I limped over to a pickup and started it up. I only needed one good leg to drive.
He’d taken everything from me. I was going to take everything from him.
64
Amy
WE’VE BEEN driving too long. We were on the mountain now, right under the cliff that overhung the town, but we hadn’t seen any sign of the van. What if we’d missed it? It was black, if they’d hidden it in the trees beside the road we could have driven straight past it. And any second now it would explode and the whole side of the mountain would come down on us. Should we turn back? But what if the van was just around the next corner? I wanted to scream just to release the tension—
There!
They’d hadn’t even tried to hide it. It was just parked by the side of the road, two wheels on the pavement. I skidded to a stop beside it and we jumped down into the thick snow. We each grabbed one of the rear doors and threw them open—
I’d seen the crates and the wires back at the camp. But now they were just background: the only thing that mattered was the digital clock.
It’s hard to explain what it feels like, to see something counting down the time until you die. Death is always so distant you can push it out of your mind or so sudden you don’t see it coming. This was mercilessly exact, each change in the crimson digits another of our final seconds gone. Corrigan and I both stared at it, transfixed.
We had one minute and thirty-two seconds left on this earth.
One minute and thirty-one seconds.
One minute thirty.
We stepped forward, then looked at each other helplessly. Corrigan’s hands were doing the same as mine: grasping at thin air, aching with the need to do something, to stop it, but afraid to touch it.
“There’s got to be a way to turn it off,” said Corrigan. The stress made the Irish thick in his voice. “The people who set it, if they needed to change it….”
I nodded and tried to say right, but it came out as a weak croak. My eyes were going everywhere, searching for something marked off, but it was just a jumble of wires and circuits.
Whoever had made the thing had left their tools strewn over the bottom of the van. Corrigan grabbed a pair of wire cutters, turned them over and over in his hands as he thought... then handed them to me. I looked at him in horror. Me?!
“You have steadier hands,” he told me.
I made the mistake of looking at the clock just as the numbers slipped from 1:00 to 0:59.
I’ve killed us. I had no idea which wire to cut, or if that would even stop it. We should have stopped and turned back when Corrigan said. Now it was too late: even if we started driving now, we still wouldn’t make it out of the path of the landslide.
What am I doing here?
The panic was rising up from my chest and taking control. I couldn’t breathe, my lungs moving in painful fits and starts. This is not my world. This is not what I do. Why had I ever left my operating theater? If I’d just stayed there, in my safe little burrow….
Your life is meant to flash before your eyes, just before you die. I saw a different one, one where I’d stayed upstairs that day.

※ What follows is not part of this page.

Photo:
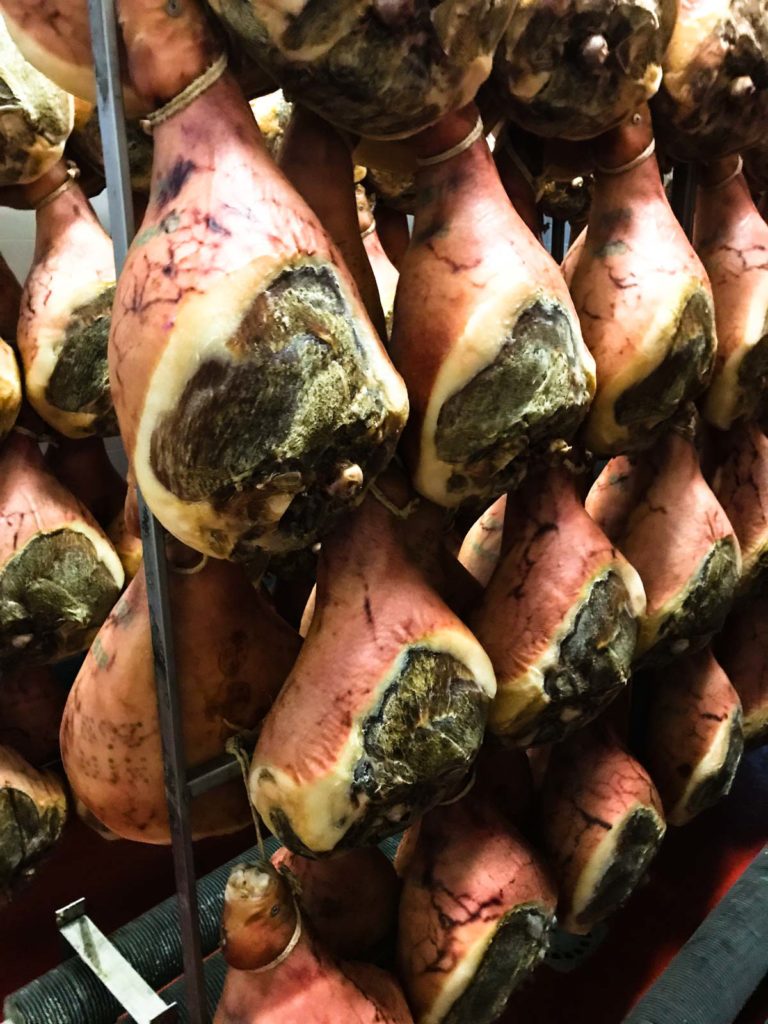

I’d never have met Corrigan. I wouldn’t have been there when Rebecca had come in, and she would have died. Without her there, I wouldn’t have pressed for the ER to stay open and we would have evacuated along with everyone else. We’d never have known about Colt or his plan. When the snow melted, we would have come back to find the town wiped out by what seemed like a natural disaster. Corrigan and I would have found new jobs and gone our separate ways.
We’d both be alive.
But we’d both be alone.
A big, warm hand came to rest between my shoulder blades. “I trust you,” he said. And his voice was calm. He really did.
Twenty-three seconds.
I took a deep, shuddering breath and focused. I told myself that wires weren’t so different to arteries, really. Feeding from a heart—the battery—to a brain—the clock—with nerves running from that to the muscles—the explosives.
Eleven seconds.
The weak point, the point where the brain could be cut off without throwing out a rogue signal, would be….
I heard Corrigan draw in his breath.
Would be…..
There. I lunged forward and snipped a canary-yellow wire before I changed my mind. When I looked at the clock, the display had gone dark. I’d never know how long we’d had left. I thought about asking Corrigan and then decided I didn’t want to know.